Below we have tried to describe the most common mistakes related to security, as well as options for avoiding them.
1. Usage of easy to guess passwords or same passwords to login in different locations.
Read also: Some tips when choosing a suitable password
2. Intercepted passwords by unauthorized access to e-mail box, which contain data for access to the account/server.
Data for access to e-mail boxes should stored diligently and responsibly as through unauthorized access to e-mail box can make a number of malicious activities, including compromising the email owner in any way.
3. Presence of malware and spyware on local computers, where is accessed hosting account.
If on a computer is installed malware and spyware, it can any sensitive information to be recorded (captured) and then sent to offenders without the knowledge of the administrator of this computer.
To avoid a similar situation, computers must be maintained free from this kind of spyware applications and viruses, you should scan periodically with anti-virus program, especially computers that are accessing the account.
This will eliminate possibility of recording and misuse of personal and confidential data, such as usernames, passwords and other, which could be used to access your account.
4. Failure in CMS systems
One of the most widely used CMS Systems are Joomla, OS Commerce, e107, WordPress, Drupal and others. Through gaps in such applications, it could put PHP script, shell files, etc., which give full access to the contents of the account to anyone without the need for a username and password. Subsequently, through these scripts the content is modified and add foreign files, malicious code, viruses, trojans, etc .
To avoid such consequences, all installed php systems of the account, and their use of modules and components, should always be updated to the latest version. In recent versions of current systems detected deficiencies have been remedied and systems are secured against unauthorized access.
5. Availability of unprotected Upload forms and galleries that allow the deployment scripts with malicious code - shell files.
If the account has pages and you can upload files of any type without restrictions and without requiring authentication (username and password) through these pages, it is mandatory they to be removed or protected. You
should review all files that are located in directories of these forms and galleries, as there should not attend files such as .php, .txt or other formats that are not in pictures format. The checking of uploaded files should not be only by extension, for example, can upload files only .jpg, .png, .bmp, etc., but could be made whether the file corresponds to that extension. Double check is mandatory as a .php file could be renamed to .jpg, but once uploaded to the server to run as a .php file, regardless of its extension.

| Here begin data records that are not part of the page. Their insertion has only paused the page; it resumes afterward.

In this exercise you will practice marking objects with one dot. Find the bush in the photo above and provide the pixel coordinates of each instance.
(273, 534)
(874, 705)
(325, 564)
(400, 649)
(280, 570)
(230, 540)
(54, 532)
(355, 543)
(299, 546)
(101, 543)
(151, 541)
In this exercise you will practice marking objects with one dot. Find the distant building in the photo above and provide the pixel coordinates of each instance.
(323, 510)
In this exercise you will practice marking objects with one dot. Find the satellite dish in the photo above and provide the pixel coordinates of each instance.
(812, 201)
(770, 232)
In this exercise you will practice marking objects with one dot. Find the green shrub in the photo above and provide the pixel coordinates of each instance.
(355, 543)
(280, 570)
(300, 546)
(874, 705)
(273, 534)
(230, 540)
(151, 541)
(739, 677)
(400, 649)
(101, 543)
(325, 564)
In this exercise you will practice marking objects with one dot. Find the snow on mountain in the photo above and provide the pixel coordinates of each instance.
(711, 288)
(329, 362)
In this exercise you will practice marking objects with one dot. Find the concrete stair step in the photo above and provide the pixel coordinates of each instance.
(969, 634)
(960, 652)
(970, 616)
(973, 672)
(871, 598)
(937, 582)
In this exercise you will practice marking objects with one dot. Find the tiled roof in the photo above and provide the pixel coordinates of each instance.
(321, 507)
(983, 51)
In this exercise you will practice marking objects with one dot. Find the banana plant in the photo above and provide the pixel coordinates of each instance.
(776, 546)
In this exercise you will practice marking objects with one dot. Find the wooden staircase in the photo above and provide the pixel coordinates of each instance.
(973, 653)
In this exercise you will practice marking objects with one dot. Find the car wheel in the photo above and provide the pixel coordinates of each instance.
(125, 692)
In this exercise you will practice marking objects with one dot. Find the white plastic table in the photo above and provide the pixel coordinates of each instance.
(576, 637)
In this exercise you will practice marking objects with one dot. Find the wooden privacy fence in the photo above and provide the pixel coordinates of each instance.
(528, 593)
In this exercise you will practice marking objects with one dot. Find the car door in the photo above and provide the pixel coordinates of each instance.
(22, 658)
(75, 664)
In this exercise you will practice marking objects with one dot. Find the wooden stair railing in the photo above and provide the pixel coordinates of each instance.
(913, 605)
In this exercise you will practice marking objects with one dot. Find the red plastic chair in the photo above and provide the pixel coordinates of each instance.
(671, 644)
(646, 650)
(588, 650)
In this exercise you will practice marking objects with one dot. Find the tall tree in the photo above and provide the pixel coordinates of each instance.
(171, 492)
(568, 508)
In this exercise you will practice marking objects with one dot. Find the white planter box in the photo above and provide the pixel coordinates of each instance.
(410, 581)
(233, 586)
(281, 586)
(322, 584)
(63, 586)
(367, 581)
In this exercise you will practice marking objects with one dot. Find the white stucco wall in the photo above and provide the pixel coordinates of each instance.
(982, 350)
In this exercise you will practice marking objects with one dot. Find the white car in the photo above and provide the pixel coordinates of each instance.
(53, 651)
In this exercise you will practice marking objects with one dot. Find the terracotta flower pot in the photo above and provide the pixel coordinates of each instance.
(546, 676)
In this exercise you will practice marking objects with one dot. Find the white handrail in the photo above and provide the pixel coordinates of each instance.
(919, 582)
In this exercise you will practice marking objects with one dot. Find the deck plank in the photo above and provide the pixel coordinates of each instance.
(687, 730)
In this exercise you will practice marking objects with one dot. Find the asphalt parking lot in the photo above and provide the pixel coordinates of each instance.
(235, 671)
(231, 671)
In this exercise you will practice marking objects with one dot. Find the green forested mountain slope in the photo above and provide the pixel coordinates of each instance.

6. Insert (include) files that are passed as parameter in a URL, without making a correct check if the file that is inserted is of the same application.
In these cases, a malicious person can insert (include) any file or address, and then get full access to the account.
It is generally not good practice to directly insert (include) files whose name is passed as parameter in the address. One solution is to create a table with file’s ID, where to describe the files that will be inserted as the address is fed file’s ID, but internal in the script, it’s determined which file should be included .
Thus there is no way to submit another file, except that it has defined.
If submission of the file in the URL must remain for any reason, it could be added check if the file is located in the hosting account and inserted only if this condition is met.
Unfortunately, ways to breach security applications are not limited to those described above. There are other opportunities for abuse, such as Cross-site scripting (XSS), SQL Injection, using Social engineering, sniffing of the network and others. However, they occur much less frequent, so if you follow the rules, described above, content of the account is more secure and possibility of unauthorized access is minimized.